ラジコン用電波
ラジコン用発振器の電界強度(電波の強さ)の許容値
ラジコン用発振器(プロポ)の電波は、前述のように電波法施行規則第6条第1項第2号により電界強度(電波の強さ)が規定され、これを受けた告示に、その用途(ラジコン用他)、並びに電波の型式及び周波数等が定められています。
ラジコン用無線局(プロポ)の規模
「当該無線局の無線設備から500メートルの距離において、その電界強度が毎メートル200マイクロボルト(約46dBµ/m)以下のもの」と規定されています。通常、無線局は一部を除き送信機の出力で規定されていますが、これでは高性能の空中線(アンテナ)を使用することで空中に輻射される電波はより強く通達距離も大きくなり他の無線局への影響も大きくなります。従って、ラジコン用無線局等免許を不要とする無線局は、電界強度の許容値を定めています。
ラジコン用発振器用の周波数
電波法施行規則第6条第1項第2号において、電界強度の許容値と利用できる無線局の用途並びに電波の型式及び周波数を告示で定めるとしており、そこで用途としてラジコン用発振器及び使用できる周波数等が規定されています。

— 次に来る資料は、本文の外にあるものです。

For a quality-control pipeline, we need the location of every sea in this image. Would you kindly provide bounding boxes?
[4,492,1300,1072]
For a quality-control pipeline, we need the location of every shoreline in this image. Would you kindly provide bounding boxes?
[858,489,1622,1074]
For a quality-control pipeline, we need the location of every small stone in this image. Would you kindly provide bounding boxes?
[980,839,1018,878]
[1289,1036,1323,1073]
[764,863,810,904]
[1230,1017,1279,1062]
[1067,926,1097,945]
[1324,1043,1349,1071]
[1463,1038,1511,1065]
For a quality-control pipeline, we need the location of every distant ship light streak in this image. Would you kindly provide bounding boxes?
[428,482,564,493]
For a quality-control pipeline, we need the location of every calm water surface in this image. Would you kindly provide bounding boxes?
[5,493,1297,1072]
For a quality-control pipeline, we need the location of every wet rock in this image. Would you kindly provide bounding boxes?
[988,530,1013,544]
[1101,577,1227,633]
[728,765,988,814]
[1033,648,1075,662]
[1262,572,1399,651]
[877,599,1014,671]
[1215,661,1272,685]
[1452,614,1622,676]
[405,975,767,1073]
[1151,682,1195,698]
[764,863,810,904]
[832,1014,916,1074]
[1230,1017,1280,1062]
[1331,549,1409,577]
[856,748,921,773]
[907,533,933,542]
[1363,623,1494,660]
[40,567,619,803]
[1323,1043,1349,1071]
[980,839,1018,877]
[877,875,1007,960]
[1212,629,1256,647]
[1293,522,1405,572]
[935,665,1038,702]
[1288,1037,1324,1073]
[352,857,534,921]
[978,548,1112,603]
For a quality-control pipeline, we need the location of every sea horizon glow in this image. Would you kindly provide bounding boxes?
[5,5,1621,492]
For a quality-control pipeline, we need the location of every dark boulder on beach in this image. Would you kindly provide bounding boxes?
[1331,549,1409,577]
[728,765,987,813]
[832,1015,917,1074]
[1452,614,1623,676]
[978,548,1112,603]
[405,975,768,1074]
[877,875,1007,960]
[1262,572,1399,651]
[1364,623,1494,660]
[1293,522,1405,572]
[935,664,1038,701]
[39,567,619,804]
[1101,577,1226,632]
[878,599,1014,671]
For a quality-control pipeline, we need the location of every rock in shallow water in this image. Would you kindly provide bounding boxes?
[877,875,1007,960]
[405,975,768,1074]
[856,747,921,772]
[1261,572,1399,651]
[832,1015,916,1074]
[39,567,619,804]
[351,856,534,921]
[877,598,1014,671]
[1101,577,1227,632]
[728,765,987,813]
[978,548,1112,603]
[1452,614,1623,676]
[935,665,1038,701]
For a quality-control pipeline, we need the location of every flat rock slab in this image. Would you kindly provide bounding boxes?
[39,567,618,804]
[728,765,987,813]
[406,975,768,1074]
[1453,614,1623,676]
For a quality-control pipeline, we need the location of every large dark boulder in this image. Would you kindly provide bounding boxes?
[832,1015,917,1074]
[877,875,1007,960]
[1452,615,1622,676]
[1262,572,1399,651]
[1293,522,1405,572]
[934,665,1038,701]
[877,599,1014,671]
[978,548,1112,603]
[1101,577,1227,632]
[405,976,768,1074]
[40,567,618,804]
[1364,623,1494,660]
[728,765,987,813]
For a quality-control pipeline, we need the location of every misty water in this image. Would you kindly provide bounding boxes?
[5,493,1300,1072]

【郵政省告示第708号(1957年8月3日) 最終改正:告示257号(2004年3月26日)】
免許を要しない無線局の用途並びに電波の型式及び周波数電波法施行規則第6条第2号の規定により、免許を要しない無線局の用途並びに電波の型式及び周波数を次のように定める
■電波の型式及び周波数等
[ラジコン用発振器用及びラジオマイク用]
電波の型式 | 周波数 |
A1D、A2D、A3E、F1D、F2D、F3D、F3E | 27.12MHz(1) |
A3E、F3E | 40.68MHz(2) |
(注)その発射の占有する周波数帯幅に含まれるエネルギーが、(1)の周波数については、(±)162.72kHz、(2)の周波数については、(±) 20.34kHzの範囲を超えないものに限る。
[ラジコン用発振器用]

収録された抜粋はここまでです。